Secondary structure models of the 5.8S rRNA and both internal transcribed spacers (ITS1 and ITS2) are proposed for Calciodinelloideae (Peridiniaceae) and are also plausible for other dinoflagellates. The secondary structure of the 5.8S rRNA corresponds to previously developed models, with two internal paired regions and at least one 5.8S rRNA-28S rRNA interaction. A general secondary structure model of ITS1 for Calciodinelloideae (and other dinoflagellates), consisting of an open multibranch loop with three major helices, is proposed. The homology of these paired regions with those found in other taxa, published in previous studies (e.g. yeast, green algae and Platyhelmithes) remains to be determined.
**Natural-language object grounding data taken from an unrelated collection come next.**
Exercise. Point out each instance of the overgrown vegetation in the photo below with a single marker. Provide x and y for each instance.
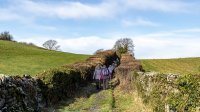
(17, 58)
(6, 36)
(124, 45)
(58, 84)
(180, 66)
(179, 94)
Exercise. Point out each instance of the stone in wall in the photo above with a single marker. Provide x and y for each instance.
(19, 94)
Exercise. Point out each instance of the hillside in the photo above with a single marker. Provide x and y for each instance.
(180, 65)
(16, 58)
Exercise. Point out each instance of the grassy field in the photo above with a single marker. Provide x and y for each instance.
(16, 58)
(180, 66)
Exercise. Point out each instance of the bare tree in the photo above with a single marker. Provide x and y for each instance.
(6, 36)
(124, 45)
(51, 45)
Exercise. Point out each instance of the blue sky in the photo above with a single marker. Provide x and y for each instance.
(158, 28)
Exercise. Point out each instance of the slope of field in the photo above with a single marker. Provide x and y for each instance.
(16, 58)
(180, 65)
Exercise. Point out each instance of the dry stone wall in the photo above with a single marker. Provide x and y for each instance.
(19, 94)
(27, 94)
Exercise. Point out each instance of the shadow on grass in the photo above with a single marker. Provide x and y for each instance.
(82, 92)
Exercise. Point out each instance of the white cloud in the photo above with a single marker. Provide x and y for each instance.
(155, 45)
(8, 15)
(159, 5)
(139, 22)
(79, 10)
(66, 10)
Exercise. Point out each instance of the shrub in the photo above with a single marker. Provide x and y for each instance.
(6, 36)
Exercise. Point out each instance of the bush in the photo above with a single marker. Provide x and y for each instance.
(181, 94)
(6, 36)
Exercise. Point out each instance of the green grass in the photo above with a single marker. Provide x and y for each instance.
(129, 102)
(98, 101)
(180, 66)
(19, 59)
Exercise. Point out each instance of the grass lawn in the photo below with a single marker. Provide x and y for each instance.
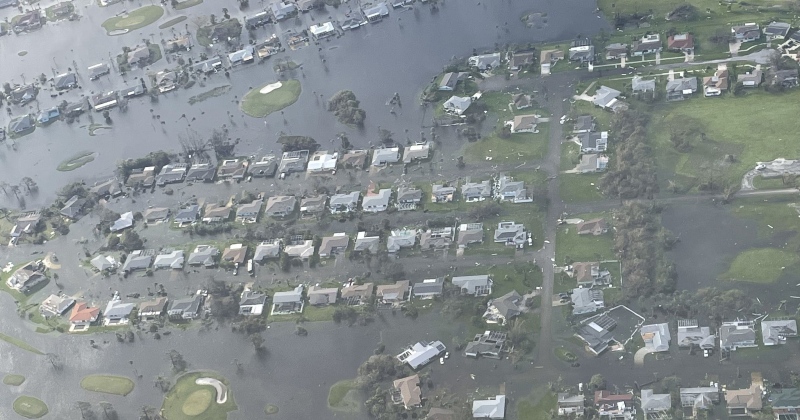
(108, 384)
(185, 391)
(13, 380)
(259, 105)
(135, 19)
(30, 407)
(757, 112)
(764, 265)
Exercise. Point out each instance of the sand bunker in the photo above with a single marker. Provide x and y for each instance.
(270, 87)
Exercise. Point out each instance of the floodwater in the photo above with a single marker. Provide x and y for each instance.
(400, 54)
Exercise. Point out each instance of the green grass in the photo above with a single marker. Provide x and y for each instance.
(19, 343)
(76, 161)
(172, 408)
(187, 4)
(13, 380)
(764, 265)
(135, 19)
(30, 407)
(172, 22)
(108, 384)
(259, 105)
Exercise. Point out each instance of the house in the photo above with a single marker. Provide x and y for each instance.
(428, 288)
(691, 334)
(716, 84)
(616, 51)
(436, 238)
(648, 44)
(302, 250)
(73, 208)
(470, 233)
(476, 191)
(656, 337)
(589, 274)
(294, 161)
(138, 260)
(681, 42)
(480, 285)
(406, 391)
(777, 31)
(244, 56)
(777, 331)
(282, 10)
(376, 12)
(248, 213)
(56, 305)
(156, 214)
(313, 205)
(584, 124)
(285, 303)
(586, 301)
(186, 308)
(736, 334)
(354, 159)
(235, 253)
(524, 123)
(117, 312)
(614, 406)
(322, 30)
(144, 177)
(267, 249)
(745, 402)
(357, 294)
(785, 403)
(252, 303)
(494, 408)
(746, 33)
(457, 105)
(640, 85)
(319, 296)
(393, 293)
(172, 259)
(187, 215)
(103, 262)
(489, 344)
(232, 168)
(510, 234)
(152, 309)
(408, 198)
(385, 156)
(399, 239)
(450, 80)
(332, 245)
(344, 203)
(322, 161)
(82, 315)
(592, 227)
(205, 255)
(376, 202)
(752, 78)
(416, 152)
(520, 59)
(280, 206)
(508, 190)
(485, 61)
(654, 404)
(570, 404)
(442, 193)
(65, 81)
(421, 353)
(502, 309)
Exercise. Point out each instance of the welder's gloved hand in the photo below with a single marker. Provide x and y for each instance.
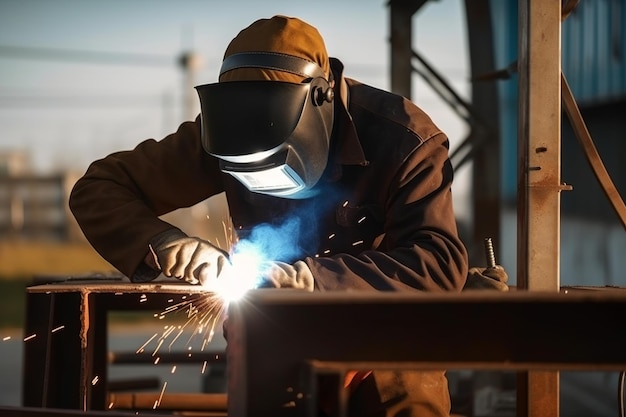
(189, 259)
(284, 275)
(494, 278)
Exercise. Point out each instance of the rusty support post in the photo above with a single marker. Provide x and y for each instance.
(539, 184)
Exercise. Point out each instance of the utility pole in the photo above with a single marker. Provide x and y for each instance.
(191, 63)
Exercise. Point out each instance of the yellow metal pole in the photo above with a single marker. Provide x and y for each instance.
(539, 184)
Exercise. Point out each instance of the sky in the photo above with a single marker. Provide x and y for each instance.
(80, 79)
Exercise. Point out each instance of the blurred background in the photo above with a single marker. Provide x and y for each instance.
(80, 79)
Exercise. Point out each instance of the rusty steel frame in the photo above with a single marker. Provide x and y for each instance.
(280, 343)
(539, 176)
(66, 338)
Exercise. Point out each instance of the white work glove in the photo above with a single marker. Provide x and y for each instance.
(284, 275)
(494, 277)
(189, 259)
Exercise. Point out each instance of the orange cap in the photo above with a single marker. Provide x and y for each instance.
(280, 34)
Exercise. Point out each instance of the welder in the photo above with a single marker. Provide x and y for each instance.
(286, 135)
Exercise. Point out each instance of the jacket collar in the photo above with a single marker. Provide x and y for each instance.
(348, 150)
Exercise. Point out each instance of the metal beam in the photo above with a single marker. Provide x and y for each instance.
(401, 34)
(539, 183)
(281, 342)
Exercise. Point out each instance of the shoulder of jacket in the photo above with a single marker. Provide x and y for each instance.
(394, 108)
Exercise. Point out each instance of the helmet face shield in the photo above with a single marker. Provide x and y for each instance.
(271, 136)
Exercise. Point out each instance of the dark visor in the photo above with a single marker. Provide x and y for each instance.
(247, 117)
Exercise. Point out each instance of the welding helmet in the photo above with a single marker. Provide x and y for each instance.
(272, 136)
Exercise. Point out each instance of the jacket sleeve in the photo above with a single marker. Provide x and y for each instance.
(118, 201)
(421, 249)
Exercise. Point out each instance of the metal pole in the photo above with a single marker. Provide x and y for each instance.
(539, 184)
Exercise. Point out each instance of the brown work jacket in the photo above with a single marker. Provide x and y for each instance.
(383, 219)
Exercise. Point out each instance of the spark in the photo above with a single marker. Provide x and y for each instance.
(145, 344)
(158, 402)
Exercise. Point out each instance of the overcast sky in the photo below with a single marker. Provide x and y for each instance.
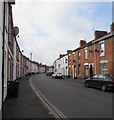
(48, 29)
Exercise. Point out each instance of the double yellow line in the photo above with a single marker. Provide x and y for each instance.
(53, 110)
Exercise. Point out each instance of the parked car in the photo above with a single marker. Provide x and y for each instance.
(49, 73)
(57, 75)
(104, 82)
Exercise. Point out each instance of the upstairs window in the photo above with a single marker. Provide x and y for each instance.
(102, 49)
(78, 55)
(85, 54)
(79, 69)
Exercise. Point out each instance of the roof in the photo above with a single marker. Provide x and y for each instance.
(96, 41)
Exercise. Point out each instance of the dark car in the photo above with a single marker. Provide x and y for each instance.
(104, 82)
(49, 73)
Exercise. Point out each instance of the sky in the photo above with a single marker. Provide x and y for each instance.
(48, 28)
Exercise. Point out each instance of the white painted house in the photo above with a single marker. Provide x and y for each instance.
(61, 65)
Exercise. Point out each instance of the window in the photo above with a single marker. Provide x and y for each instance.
(86, 54)
(104, 69)
(73, 57)
(101, 77)
(95, 77)
(86, 70)
(79, 69)
(78, 55)
(102, 50)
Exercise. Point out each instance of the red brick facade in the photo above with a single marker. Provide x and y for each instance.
(94, 57)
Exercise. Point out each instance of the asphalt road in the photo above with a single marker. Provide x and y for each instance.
(73, 99)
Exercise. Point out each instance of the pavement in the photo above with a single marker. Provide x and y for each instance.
(26, 105)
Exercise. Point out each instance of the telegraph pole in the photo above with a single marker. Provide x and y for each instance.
(30, 62)
(3, 50)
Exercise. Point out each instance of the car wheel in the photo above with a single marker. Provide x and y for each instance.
(103, 87)
(86, 84)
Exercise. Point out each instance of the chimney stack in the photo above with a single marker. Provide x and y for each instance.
(112, 27)
(99, 34)
(82, 43)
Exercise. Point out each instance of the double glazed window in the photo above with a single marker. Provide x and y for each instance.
(102, 49)
(86, 54)
(78, 55)
(86, 70)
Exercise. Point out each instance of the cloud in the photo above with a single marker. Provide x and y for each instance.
(48, 29)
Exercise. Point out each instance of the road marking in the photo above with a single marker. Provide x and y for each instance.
(53, 110)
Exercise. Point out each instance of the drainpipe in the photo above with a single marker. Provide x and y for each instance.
(3, 47)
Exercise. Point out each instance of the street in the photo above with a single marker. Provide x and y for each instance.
(73, 99)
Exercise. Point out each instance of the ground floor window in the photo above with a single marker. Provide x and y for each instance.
(104, 68)
(86, 70)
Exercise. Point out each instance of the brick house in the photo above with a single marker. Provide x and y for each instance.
(94, 57)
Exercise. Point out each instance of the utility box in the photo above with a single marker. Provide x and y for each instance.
(13, 88)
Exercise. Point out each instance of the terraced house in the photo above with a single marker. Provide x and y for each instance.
(94, 57)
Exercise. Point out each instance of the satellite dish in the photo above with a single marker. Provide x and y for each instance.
(15, 31)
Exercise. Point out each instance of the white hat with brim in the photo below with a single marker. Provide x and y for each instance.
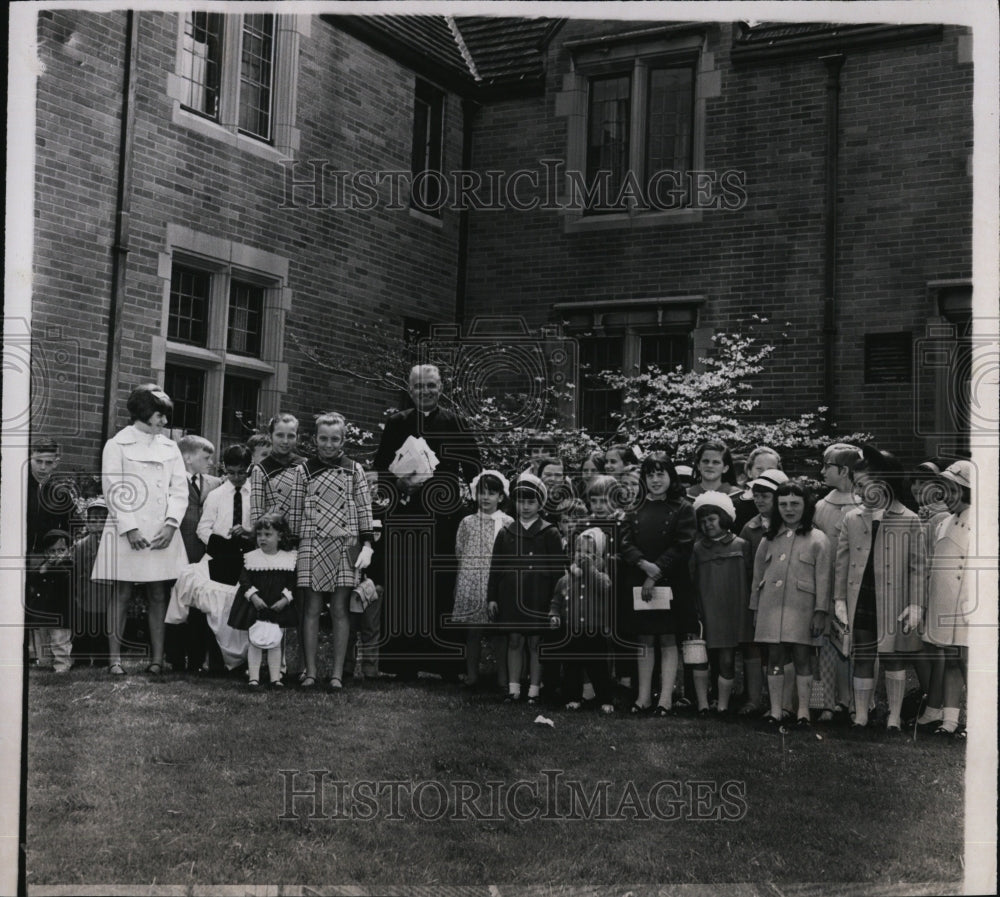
(265, 635)
(528, 482)
(717, 501)
(770, 480)
(960, 472)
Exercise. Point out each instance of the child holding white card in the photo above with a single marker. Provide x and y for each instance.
(657, 538)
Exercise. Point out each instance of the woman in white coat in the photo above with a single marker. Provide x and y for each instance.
(879, 585)
(145, 487)
(951, 596)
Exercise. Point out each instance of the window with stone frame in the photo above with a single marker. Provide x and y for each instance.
(221, 350)
(238, 73)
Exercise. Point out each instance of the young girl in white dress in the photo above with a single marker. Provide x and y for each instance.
(266, 591)
(474, 550)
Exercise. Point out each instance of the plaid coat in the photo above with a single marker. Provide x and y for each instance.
(330, 510)
(270, 485)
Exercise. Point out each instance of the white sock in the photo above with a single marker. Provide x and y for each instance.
(949, 719)
(930, 715)
(725, 693)
(817, 695)
(701, 687)
(788, 688)
(895, 688)
(803, 685)
(863, 689)
(774, 687)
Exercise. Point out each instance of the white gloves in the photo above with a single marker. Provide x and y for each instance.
(364, 558)
(911, 617)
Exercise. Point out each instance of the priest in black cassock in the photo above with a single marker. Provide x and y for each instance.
(420, 530)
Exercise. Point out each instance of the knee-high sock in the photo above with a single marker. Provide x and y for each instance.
(254, 655)
(863, 689)
(788, 688)
(775, 684)
(753, 679)
(669, 658)
(803, 685)
(725, 693)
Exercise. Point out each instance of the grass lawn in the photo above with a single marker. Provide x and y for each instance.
(184, 781)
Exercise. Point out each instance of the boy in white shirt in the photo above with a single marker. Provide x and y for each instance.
(225, 521)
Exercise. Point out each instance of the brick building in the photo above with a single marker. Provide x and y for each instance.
(202, 219)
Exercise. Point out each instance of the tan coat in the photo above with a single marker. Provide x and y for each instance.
(791, 581)
(899, 565)
(949, 598)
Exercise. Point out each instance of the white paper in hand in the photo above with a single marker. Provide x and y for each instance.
(662, 598)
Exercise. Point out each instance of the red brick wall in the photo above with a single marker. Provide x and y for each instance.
(346, 267)
(904, 216)
(78, 127)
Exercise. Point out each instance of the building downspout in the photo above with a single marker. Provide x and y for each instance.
(834, 63)
(120, 247)
(469, 110)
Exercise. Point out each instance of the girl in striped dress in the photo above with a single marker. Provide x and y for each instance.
(271, 481)
(329, 509)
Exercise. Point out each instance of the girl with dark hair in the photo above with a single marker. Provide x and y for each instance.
(271, 479)
(265, 593)
(146, 490)
(618, 457)
(713, 465)
(474, 550)
(790, 594)
(880, 570)
(656, 542)
(330, 510)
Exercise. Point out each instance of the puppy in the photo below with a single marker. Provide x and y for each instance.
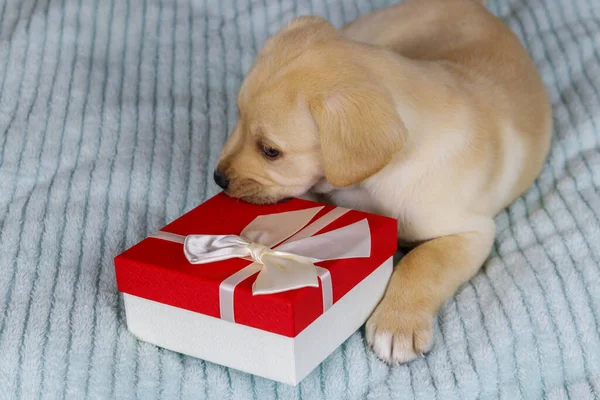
(428, 111)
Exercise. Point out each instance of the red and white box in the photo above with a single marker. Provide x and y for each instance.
(271, 290)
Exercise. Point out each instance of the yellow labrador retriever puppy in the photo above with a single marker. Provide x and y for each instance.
(429, 111)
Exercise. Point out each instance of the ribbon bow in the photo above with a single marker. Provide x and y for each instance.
(291, 264)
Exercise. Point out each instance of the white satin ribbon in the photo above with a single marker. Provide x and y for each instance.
(291, 264)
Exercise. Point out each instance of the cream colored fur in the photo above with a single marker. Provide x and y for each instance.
(429, 111)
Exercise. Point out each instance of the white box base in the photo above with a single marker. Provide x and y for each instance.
(251, 350)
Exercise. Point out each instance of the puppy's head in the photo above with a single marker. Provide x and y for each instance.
(308, 109)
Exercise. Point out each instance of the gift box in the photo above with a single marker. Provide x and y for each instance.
(271, 290)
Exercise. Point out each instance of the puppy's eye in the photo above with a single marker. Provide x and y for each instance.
(271, 153)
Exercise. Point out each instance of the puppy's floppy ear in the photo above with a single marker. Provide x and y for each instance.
(360, 132)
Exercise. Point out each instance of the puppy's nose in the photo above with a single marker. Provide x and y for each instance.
(220, 179)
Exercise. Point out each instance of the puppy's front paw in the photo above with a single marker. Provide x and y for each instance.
(399, 333)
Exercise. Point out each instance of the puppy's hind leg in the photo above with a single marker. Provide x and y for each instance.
(401, 328)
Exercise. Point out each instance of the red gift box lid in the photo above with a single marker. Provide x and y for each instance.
(158, 270)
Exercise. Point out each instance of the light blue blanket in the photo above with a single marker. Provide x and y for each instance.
(112, 113)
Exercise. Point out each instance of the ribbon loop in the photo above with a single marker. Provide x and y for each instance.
(291, 264)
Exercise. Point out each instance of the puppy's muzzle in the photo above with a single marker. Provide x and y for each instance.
(221, 179)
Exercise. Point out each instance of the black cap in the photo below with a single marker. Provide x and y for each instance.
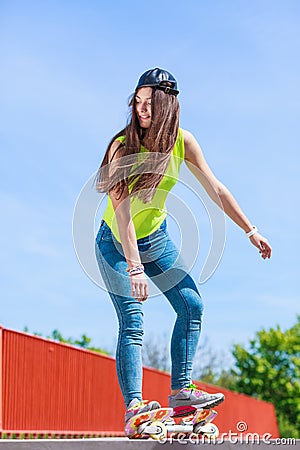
(159, 78)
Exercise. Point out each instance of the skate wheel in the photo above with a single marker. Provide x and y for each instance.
(161, 431)
(210, 430)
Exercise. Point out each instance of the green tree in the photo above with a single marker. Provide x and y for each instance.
(270, 370)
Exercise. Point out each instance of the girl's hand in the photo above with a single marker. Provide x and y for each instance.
(262, 244)
(139, 287)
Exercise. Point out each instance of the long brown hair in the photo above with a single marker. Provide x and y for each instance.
(159, 140)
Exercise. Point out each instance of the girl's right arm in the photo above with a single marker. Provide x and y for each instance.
(121, 205)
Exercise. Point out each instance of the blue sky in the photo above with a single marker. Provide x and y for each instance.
(67, 69)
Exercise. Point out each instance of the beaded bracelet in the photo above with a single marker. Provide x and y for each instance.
(135, 270)
(253, 231)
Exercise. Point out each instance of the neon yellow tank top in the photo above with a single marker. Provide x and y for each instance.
(147, 217)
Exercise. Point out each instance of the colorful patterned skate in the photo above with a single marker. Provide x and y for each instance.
(160, 423)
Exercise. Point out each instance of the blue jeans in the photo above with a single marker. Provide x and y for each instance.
(166, 269)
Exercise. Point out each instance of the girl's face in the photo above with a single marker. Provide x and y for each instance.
(143, 106)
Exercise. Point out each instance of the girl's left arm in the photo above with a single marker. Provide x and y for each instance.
(219, 193)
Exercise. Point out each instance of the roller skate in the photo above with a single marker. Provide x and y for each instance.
(181, 419)
(141, 415)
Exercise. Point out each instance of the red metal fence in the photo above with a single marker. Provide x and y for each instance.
(51, 388)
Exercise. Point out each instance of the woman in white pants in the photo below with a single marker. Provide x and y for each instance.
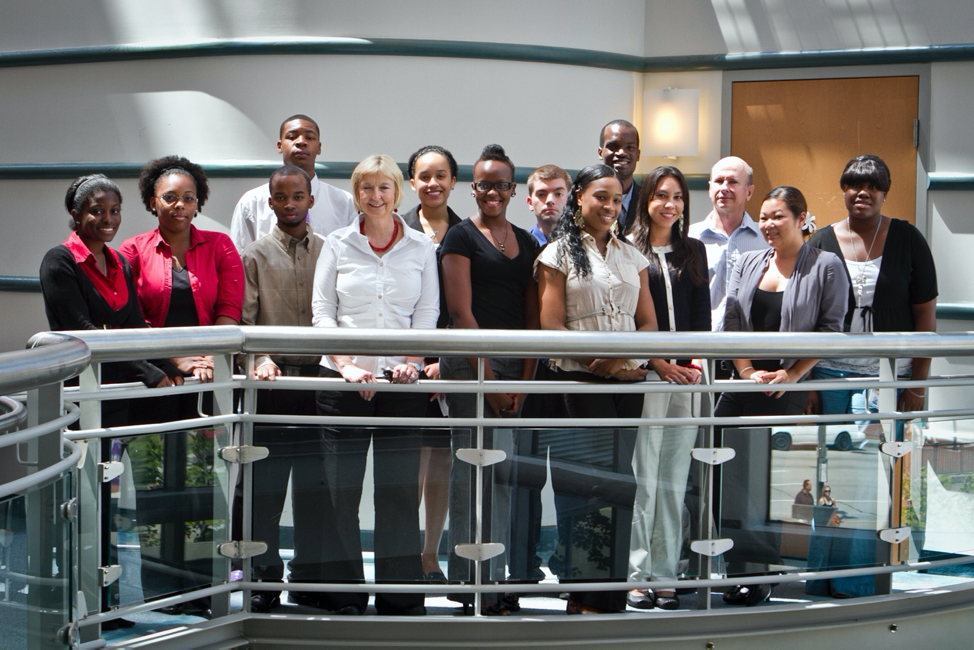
(661, 462)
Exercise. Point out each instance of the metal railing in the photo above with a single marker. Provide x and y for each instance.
(56, 357)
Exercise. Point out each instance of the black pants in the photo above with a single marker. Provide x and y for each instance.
(594, 485)
(395, 454)
(297, 453)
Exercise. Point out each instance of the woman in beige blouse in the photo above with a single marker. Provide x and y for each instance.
(589, 279)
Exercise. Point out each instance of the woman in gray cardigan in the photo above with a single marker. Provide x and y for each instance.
(790, 287)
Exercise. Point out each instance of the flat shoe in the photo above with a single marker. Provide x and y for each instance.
(639, 599)
(667, 602)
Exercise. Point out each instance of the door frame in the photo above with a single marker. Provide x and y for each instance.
(920, 70)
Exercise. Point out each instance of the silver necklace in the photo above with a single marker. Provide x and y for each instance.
(860, 280)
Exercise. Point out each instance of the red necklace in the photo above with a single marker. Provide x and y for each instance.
(382, 249)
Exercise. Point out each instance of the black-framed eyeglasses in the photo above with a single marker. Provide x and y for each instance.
(170, 199)
(484, 186)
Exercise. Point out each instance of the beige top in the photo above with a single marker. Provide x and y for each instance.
(606, 299)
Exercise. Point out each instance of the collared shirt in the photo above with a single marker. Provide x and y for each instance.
(253, 216)
(539, 234)
(279, 272)
(723, 251)
(215, 275)
(606, 299)
(354, 287)
(111, 286)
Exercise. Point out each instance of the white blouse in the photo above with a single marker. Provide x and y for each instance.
(354, 287)
(605, 300)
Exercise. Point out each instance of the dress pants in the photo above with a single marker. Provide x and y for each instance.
(592, 477)
(395, 455)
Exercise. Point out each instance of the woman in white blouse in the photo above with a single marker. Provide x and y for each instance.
(589, 279)
(375, 273)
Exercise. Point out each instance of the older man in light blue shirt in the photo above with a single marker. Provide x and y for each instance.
(728, 231)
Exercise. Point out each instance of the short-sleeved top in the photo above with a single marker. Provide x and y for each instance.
(498, 283)
(605, 299)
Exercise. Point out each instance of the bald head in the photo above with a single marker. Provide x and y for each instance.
(731, 185)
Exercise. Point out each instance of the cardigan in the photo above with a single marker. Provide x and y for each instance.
(73, 303)
(815, 299)
(215, 270)
(907, 276)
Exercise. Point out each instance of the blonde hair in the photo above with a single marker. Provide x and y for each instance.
(382, 165)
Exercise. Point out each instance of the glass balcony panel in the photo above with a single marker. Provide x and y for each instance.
(35, 567)
(774, 503)
(169, 512)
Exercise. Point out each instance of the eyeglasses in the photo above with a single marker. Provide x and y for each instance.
(170, 199)
(484, 186)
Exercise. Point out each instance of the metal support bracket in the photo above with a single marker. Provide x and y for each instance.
(479, 552)
(243, 454)
(242, 549)
(69, 509)
(894, 535)
(110, 470)
(896, 449)
(713, 455)
(481, 457)
(711, 547)
(109, 574)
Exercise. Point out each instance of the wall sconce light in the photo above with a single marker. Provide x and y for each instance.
(671, 119)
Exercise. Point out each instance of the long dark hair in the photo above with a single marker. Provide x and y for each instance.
(567, 234)
(684, 259)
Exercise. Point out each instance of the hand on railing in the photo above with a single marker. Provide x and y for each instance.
(267, 371)
(355, 375)
(198, 366)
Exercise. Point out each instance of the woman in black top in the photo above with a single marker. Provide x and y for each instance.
(678, 282)
(433, 175)
(487, 270)
(88, 285)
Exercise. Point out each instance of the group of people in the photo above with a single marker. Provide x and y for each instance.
(607, 254)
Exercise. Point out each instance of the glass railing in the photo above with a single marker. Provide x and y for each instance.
(327, 506)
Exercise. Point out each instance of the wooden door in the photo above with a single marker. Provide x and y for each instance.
(803, 132)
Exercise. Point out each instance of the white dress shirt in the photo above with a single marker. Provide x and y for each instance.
(723, 251)
(253, 216)
(354, 287)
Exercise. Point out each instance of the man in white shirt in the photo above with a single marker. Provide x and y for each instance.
(333, 208)
(548, 187)
(728, 231)
(619, 149)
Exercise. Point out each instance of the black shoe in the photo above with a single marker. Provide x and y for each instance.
(354, 610)
(306, 599)
(640, 599)
(261, 602)
(117, 624)
(667, 602)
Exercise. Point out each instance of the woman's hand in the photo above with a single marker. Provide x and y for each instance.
(267, 372)
(779, 376)
(911, 399)
(198, 366)
(606, 368)
(355, 375)
(404, 373)
(502, 403)
(673, 373)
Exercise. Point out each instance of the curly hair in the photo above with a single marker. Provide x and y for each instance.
(495, 152)
(684, 256)
(154, 170)
(567, 235)
(84, 186)
(432, 148)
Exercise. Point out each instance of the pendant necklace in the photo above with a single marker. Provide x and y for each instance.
(860, 280)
Finally, a general secondary structure model of ITS2 for Calciodinelloideae (and other dinoflagellates) is reconstructed. Based on the 5.8S rRNA-28S rRNA interaction, it consists of a closed multibranch loop, with four major helices. At least helix III and IV have homology with paired regions found in other eukaryotic taxa (e.g. yeast, green algae and vertebrates). Since the secondary structures of both ITS regions are more conserved than the nucleotide sequences, their analysis helps in understanding molecular evolution and increases the number of structural characters. Thus, the structure models developed in this study may be generally useful for future phylogenetic analyses.